10.3390/mi11050460 ◽

2020 ◽

Vol 11 (5) ◽

pp. 460

Author(s):

Yang Jun Kang

Keyword(s):

Mechanical Properties ◽

Blood Sample ◽

Time Constant ◽

Blood Viscosity ◽

Temporal Variations ◽

Microfluidic Channels ◽

Air Cavity ◽

Blood Samples ◽

Blood Flows ◽

Rbc Aggregation

Air compliance has been used effectively to stabilize fluidic instability resulting from a syringe pump. It has also been employed to measure blood viscosity under constant shearing flows. However, due to a longer time delay, it is difficult to quantify the aggregation of red blood cells (RBCs) or blood viscoelasticity. To quantify the mechanical properties of blood samples (blood viscosity, RBC aggregation, and viscoelasticity) effectively, it is necessary to quantify contributions of air compliance to dynamic blood flows in microfluidic channels. In this study, the effect of air compliance on measurement of blood mechanical properties was experimentally quantified with respect to the air cavity in two driving syringes. Under periodic on–off blood flows, three mechanical properties of blood samples were sequentially obtained by quantifying microscopic image intensity (<I>) and interface (α) in a co-flowing channel. Based on a differential equation derived with a fluid circuit model, the time constant was obtained by analyzing the temporal variations of β = 1/(1–α). According to experimental results, the time constant significantly decreased by securing the air cavity in a reference fluid syringe (~0.1 mL). However, the time constant increased substantially by securing the air cavity in a blood sample syringe (~0.1 mL).
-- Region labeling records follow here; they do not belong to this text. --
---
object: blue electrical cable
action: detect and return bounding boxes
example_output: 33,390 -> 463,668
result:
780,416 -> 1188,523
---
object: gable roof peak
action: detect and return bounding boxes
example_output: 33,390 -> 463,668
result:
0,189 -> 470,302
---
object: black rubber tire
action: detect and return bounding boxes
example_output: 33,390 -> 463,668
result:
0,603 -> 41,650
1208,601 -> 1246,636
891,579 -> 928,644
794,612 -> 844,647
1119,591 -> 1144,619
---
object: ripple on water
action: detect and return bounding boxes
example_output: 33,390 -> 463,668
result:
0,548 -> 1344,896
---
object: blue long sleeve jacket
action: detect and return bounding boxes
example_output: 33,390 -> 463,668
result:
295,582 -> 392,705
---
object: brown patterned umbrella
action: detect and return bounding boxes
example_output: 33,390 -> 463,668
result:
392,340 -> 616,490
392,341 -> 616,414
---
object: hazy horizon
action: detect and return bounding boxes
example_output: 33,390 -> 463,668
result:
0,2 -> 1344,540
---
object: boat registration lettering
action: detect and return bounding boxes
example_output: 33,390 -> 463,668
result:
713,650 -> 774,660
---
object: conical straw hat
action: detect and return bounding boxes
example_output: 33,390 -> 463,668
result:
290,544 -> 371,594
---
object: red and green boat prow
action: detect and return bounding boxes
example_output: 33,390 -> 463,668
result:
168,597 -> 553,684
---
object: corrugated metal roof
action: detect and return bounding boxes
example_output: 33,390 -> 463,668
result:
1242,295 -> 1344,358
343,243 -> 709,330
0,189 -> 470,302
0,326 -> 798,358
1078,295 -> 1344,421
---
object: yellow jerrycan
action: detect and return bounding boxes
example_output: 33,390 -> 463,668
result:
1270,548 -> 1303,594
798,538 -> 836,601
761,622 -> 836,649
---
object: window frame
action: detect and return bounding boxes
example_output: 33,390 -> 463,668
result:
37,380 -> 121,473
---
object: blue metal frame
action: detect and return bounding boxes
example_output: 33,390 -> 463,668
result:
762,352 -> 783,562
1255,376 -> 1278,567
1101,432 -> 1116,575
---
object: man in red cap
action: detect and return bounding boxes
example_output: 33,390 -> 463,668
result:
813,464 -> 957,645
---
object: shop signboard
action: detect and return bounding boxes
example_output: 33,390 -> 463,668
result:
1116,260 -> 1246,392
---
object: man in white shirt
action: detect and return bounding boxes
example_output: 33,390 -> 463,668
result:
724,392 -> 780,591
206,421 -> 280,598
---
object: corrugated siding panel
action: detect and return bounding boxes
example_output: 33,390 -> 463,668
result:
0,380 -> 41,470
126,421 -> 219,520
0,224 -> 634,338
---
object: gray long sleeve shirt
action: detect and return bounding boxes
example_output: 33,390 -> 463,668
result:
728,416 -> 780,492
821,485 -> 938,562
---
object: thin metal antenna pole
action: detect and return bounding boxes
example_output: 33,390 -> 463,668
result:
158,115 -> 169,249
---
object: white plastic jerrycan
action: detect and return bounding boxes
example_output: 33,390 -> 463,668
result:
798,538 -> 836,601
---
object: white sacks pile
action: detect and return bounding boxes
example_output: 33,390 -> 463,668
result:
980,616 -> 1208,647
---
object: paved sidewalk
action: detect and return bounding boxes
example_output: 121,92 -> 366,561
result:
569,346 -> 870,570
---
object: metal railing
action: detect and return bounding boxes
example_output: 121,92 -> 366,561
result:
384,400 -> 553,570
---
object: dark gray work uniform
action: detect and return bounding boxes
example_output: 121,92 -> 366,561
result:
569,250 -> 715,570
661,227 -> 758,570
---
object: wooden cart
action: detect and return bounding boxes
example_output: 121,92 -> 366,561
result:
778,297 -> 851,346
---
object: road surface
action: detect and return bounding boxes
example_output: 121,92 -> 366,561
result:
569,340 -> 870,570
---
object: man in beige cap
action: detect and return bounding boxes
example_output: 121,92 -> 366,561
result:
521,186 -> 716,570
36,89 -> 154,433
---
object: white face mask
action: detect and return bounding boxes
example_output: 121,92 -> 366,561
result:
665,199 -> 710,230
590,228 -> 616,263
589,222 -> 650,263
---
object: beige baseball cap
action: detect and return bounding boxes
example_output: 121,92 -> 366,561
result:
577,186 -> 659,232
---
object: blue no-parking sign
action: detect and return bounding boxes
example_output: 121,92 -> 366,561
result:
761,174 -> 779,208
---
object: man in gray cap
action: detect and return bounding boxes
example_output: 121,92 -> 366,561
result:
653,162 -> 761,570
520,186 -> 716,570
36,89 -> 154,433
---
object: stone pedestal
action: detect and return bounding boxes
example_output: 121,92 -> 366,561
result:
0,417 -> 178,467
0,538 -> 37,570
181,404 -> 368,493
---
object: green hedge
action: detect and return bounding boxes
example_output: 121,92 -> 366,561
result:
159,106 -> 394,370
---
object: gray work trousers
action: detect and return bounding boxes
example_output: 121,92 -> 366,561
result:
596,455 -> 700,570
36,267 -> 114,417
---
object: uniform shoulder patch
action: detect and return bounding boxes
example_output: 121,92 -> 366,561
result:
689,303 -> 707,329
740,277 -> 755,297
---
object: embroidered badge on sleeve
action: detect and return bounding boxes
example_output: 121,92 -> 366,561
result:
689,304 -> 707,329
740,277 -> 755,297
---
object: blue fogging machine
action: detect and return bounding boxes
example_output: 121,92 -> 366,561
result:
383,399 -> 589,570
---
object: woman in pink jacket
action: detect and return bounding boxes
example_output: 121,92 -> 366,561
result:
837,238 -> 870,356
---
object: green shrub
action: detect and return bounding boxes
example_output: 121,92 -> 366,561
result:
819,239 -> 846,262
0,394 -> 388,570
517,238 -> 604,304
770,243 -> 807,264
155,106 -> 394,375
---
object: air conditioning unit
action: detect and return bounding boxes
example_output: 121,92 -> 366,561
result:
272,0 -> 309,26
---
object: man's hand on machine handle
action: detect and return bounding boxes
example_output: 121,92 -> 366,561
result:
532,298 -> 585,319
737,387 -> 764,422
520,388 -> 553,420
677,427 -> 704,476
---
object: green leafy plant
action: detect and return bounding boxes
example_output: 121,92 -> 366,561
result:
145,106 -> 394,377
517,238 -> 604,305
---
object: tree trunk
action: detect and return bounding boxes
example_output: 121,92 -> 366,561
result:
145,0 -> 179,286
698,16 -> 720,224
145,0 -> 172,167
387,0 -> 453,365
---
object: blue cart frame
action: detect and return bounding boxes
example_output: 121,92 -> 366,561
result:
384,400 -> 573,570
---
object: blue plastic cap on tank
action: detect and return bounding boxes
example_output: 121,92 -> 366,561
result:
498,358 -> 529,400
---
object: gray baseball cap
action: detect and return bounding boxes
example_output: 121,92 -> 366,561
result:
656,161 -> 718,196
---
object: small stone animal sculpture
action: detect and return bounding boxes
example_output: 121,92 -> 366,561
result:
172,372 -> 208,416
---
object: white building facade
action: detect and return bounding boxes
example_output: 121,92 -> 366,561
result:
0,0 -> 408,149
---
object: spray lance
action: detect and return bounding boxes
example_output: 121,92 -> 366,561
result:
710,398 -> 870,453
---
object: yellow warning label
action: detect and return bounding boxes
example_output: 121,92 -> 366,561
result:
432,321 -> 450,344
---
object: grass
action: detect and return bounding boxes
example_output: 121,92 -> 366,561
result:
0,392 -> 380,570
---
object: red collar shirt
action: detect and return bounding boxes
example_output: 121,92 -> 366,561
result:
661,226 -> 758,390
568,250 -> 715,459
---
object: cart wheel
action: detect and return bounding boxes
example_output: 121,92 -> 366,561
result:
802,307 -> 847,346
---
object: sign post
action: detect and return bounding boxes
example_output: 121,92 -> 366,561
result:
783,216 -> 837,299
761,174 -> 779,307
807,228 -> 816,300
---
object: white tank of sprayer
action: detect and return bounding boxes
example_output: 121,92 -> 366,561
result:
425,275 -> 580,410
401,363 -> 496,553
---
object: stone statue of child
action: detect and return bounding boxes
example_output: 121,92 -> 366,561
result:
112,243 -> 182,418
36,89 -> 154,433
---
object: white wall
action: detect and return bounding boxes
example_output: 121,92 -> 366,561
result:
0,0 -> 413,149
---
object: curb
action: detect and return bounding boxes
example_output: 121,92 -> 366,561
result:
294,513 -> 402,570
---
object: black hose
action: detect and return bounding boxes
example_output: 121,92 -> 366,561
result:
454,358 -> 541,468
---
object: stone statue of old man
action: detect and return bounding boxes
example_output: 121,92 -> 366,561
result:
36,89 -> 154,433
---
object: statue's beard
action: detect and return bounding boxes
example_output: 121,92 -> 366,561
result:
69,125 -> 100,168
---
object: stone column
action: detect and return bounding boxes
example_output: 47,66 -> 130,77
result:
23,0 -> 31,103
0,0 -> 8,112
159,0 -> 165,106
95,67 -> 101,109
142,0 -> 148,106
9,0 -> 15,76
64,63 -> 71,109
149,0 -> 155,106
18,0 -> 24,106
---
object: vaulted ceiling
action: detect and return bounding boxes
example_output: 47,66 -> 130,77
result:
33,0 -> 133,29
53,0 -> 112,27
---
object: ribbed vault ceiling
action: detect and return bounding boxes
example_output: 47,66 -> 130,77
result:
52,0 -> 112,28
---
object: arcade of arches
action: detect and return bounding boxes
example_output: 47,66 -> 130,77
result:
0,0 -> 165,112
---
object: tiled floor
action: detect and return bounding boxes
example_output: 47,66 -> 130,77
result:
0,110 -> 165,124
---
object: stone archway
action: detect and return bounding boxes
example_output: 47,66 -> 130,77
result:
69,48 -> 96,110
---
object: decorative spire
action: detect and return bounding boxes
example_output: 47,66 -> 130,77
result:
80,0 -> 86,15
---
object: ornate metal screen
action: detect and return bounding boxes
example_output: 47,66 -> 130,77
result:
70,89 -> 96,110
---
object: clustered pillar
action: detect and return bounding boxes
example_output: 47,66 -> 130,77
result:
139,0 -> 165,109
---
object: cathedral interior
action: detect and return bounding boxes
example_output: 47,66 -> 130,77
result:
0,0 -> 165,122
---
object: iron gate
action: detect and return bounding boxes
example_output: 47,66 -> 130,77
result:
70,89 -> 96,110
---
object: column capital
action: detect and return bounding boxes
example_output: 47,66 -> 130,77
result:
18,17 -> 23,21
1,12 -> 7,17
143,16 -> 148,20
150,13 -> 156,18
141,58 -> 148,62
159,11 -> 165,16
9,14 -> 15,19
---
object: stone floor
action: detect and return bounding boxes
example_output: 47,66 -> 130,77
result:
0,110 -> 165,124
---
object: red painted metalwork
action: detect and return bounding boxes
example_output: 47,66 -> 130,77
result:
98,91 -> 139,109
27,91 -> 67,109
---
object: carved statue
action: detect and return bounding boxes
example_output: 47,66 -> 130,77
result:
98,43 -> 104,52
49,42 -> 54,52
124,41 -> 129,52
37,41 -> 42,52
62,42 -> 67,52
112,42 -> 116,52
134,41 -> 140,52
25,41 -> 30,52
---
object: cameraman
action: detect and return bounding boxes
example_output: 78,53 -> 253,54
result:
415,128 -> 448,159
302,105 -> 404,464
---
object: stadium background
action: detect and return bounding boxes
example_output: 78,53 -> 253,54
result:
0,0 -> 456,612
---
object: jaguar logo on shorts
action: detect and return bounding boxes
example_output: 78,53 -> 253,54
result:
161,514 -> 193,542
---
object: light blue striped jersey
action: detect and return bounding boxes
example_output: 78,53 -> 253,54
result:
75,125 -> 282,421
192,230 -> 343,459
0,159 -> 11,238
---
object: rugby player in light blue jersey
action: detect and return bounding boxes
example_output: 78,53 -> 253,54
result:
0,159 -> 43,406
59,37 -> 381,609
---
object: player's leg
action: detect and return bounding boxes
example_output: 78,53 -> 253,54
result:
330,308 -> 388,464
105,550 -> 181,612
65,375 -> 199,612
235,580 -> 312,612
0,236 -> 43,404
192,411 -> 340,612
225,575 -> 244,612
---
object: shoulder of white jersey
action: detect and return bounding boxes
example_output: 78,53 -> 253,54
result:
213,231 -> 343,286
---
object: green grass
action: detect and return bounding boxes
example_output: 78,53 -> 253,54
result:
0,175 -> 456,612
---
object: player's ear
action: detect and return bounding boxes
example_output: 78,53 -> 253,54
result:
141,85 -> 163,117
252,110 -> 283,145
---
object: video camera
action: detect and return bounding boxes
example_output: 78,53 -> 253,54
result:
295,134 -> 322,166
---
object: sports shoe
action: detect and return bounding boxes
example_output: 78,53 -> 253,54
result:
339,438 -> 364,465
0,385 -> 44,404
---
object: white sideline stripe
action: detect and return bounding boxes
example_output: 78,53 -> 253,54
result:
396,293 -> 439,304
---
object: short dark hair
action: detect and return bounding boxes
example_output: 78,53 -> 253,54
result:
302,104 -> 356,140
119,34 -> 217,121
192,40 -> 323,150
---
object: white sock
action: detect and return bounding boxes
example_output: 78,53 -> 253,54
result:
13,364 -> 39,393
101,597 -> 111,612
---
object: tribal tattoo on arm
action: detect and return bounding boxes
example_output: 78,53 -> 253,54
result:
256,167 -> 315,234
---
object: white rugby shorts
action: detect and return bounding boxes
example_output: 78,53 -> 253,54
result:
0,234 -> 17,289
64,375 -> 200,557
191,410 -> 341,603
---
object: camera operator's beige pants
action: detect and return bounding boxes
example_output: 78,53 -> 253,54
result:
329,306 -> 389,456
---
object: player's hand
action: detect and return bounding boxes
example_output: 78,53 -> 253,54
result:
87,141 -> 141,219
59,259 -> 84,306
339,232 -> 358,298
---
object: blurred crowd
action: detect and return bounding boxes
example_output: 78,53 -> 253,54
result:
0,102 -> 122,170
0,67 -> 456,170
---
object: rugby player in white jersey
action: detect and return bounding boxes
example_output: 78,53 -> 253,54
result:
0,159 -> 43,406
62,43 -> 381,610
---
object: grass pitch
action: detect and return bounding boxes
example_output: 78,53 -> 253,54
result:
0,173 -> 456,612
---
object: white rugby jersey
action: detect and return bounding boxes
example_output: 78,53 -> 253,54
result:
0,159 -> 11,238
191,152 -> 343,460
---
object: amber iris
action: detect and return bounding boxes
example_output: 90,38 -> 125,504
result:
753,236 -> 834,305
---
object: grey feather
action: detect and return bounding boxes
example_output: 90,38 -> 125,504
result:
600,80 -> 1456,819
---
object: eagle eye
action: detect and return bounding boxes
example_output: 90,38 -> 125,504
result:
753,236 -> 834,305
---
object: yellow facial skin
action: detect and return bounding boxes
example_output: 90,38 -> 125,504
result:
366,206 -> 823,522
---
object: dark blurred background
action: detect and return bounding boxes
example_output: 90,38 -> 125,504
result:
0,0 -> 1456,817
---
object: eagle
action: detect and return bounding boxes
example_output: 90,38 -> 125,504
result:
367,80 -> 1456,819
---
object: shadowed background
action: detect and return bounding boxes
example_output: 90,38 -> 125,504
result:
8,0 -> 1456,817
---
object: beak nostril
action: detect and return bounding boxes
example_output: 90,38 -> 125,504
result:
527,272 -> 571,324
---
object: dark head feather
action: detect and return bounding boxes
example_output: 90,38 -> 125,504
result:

Given that the air cavity in the blood sample syringe significantly contributed to delaying transient behaviors of blood flows, it hindered the quantification of RBC aggregation and blood viscoelasticity. In addition, it was impossible to obtain the viscosity and time constant when the blood flow rate was not available. Thus, to measure the three aforementioned mechanical properties of blood samples effectively, the air cavity in the blood sample syringe must be minimized (Vair, R = 0). Concerning the air cavity in the reference fluid syringe, it must be sufficiently secured about Vair, R = 0.1 mL for regulating fluidic instability because it does not affect dynamic blood flows.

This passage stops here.